Local peritoneal involvement was detected in 25.8% (54/209) of cases. It was more common in women and was associated with tumour differentiation, size and site, and lymph node involvement. Local peritoneal involvement showed considerable prognostic disadvantage in all cases and in curative cases alone. Multivariate analysis demonstrated independent prognostic disadvantage for all cases although this was lost in the curative group. With a 30 month median follow up time, comprehensive clinical surveillance detected 25 (12.0%) local recurrences. Thirteen (52%) palliative cases had shown spread to involve the mesorectal (deep, circumferential) resection margin. Of the 12 curative cases, six were upper rectal cancers with local peritoneal involvement suggesting that tumour seeding into the pelvic peritoneal cavity was the cause of local recurrence. Local recurrence of the six other rectal tumours was probably because of intraluminal seeding in two, involvement of the distal margin in one, extensive extramural venous involvement in two, and tumour spread to the bladder in one.

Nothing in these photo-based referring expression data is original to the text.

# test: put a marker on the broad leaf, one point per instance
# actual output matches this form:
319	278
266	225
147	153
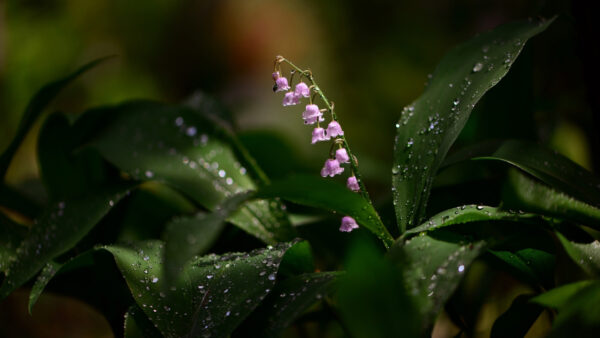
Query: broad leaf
35	107
59	229
289	299
51	269
325	194
189	236
558	297
137	325
579	316
517	320
587	256
428	127
373	299
434	266
47	273
534	266
186	150
467	214
11	235
524	193
15	201
66	173
211	297
546	165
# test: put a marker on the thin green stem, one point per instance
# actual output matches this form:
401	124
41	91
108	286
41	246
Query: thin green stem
329	104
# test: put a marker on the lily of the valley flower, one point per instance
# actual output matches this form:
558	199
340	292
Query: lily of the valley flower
290	99
341	155
302	90
312	114
348	224
334	129
319	135
331	168
281	83
352	183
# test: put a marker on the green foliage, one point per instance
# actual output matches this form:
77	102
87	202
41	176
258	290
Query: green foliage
172	194
320	193
428	127
36	107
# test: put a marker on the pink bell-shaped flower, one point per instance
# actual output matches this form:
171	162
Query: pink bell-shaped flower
290	99
319	135
334	129
331	168
352	183
348	224
312	114
341	155
302	90
282	84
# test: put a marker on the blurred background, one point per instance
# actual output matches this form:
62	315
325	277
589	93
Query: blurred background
371	58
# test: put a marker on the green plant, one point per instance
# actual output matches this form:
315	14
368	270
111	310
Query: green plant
153	186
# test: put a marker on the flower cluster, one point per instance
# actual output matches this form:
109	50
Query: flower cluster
314	115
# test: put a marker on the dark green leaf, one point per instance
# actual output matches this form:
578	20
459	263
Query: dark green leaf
15	201
524	193
211	297
186	150
469	213
580	315
325	194
137	325
64	173
559	297
517	320
434	266
429	126
289	299
35	107
11	235
534	266
149	209
60	228
189	236
548	166
587	256
42	280
51	269
297	260
373	299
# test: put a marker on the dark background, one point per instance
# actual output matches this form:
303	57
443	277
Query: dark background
370	57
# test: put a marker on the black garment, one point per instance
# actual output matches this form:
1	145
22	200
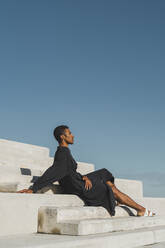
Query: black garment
64	170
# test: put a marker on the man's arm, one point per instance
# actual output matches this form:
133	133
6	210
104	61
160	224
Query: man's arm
57	171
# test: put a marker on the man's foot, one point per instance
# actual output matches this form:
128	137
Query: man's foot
145	212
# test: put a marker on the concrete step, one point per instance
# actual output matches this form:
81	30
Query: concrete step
19	212
89	220
125	239
157	245
63	214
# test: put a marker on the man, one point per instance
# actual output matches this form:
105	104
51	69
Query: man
95	189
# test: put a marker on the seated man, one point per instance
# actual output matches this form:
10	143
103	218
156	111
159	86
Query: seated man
95	189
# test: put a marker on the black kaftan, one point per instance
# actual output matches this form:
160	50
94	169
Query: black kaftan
64	171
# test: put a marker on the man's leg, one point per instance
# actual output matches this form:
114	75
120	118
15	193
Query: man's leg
126	200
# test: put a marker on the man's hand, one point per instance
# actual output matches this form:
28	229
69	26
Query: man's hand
88	183
25	191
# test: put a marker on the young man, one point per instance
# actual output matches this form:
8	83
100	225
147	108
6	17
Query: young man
95	189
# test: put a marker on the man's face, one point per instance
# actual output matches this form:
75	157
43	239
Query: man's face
68	136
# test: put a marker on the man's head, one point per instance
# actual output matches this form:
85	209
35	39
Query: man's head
63	134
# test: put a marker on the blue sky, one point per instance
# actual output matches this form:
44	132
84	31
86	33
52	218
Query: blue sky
95	65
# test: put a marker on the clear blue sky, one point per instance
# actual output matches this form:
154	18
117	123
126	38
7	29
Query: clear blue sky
95	65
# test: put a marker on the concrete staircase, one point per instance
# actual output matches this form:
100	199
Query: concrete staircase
23	215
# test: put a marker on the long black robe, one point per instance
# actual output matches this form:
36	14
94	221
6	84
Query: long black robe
64	171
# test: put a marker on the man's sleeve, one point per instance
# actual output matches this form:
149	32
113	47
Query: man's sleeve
57	171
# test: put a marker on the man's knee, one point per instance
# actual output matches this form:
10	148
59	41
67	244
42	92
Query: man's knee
114	189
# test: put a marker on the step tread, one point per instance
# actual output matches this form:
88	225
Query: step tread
124	239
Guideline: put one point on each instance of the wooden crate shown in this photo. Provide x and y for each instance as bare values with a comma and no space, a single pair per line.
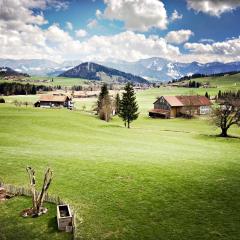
64,217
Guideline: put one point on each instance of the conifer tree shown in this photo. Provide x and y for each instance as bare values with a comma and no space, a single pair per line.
117,104
103,93
104,104
128,106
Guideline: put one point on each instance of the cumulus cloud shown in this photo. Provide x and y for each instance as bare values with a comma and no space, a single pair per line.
213,7
138,15
178,37
81,33
206,40
69,26
228,50
98,13
92,23
175,16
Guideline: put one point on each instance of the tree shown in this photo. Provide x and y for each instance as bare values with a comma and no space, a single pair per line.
117,104
226,115
38,198
104,92
104,104
128,106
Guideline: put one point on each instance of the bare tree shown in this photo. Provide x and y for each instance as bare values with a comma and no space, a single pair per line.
38,198
105,112
226,115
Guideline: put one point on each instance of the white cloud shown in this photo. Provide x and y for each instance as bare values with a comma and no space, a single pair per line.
81,33
213,7
206,40
138,15
92,23
175,16
178,37
69,26
98,13
225,51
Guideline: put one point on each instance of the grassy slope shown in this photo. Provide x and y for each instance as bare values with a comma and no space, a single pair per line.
163,179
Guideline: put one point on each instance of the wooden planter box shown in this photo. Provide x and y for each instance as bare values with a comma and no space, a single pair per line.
64,218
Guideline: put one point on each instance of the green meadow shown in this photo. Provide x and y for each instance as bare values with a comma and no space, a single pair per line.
63,81
160,180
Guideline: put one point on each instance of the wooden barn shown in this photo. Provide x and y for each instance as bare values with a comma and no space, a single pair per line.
177,106
49,101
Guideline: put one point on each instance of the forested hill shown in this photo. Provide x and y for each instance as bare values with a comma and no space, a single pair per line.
93,71
6,71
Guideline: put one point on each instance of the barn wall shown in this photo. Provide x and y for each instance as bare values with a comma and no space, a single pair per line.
161,103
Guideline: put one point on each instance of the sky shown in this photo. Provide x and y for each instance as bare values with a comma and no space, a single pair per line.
120,30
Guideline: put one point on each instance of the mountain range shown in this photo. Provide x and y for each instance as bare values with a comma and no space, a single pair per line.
6,71
93,71
153,69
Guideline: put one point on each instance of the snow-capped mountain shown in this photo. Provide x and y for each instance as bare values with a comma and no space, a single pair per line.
38,66
160,69
156,69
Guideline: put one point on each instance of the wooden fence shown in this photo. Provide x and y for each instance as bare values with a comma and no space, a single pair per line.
23,191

Comprehensive pathological analysis of a resection specimen can identify cases with a high probability of local recurrence which may benefit from early adjuvant therapy. Involvement of the peritoneal surface is a common event in rectal cancer, has adverse prognostic influence and may be an important factor in local recurrence of upper rectal carcinoma.
评估直肠癌侵犯腹膜表面对局部复发及预后的影响。
对1988年至1993年间209例直肠癌切除术的病理预后因素进行前瞻性分析,采用细致的病理技术,尤其评估肿瘤与腹膜表面的关系。通过所有可用信息来源(医院和全科医生数据)进行全面临床随访,必要时进行尸检以确定死亡原因。根据公认的临床、放射学和病理学标准确定局部复发情况。
25.8%(54/209)的病例检测到局部腹膜受累。在女性中更常见,且与肿瘤分化、大小、部位及淋巴结受累相关。局部腹膜受累在所有病例及仅在根治性病例中均显示出明显的预后劣势。多因素分析表明,在所有病例中存在独立的预后劣势,尽管在根治性组中这种劣势消失。中位随访时间为30个月,全面临床监测发现25例(12.0%)局部复发。13例(52%)姑息性病例显示已扩散至直肠系膜(深部、环周)切除边缘。在12例根治性病例中,6例为上段直肠癌伴有局部腹膜受累,提示肿瘤播散至盆腔腹膜腔是局部复发的原因。其他6例直肠肿瘤的局部复发可能分别是由于腔内播散2例、远端边缘受累1例、广泛壁外静脉受累2例以及肿瘤扩散至膀胱1例。
对切除标本进行全面病理分析可识别出局部复发可能性高的病例,这些病例可能从早期辅助治疗中获益。腹膜表面受累在直肠癌中是常见情况,具有不良预后影响,可能是上段直肠癌局部复发的重要因素。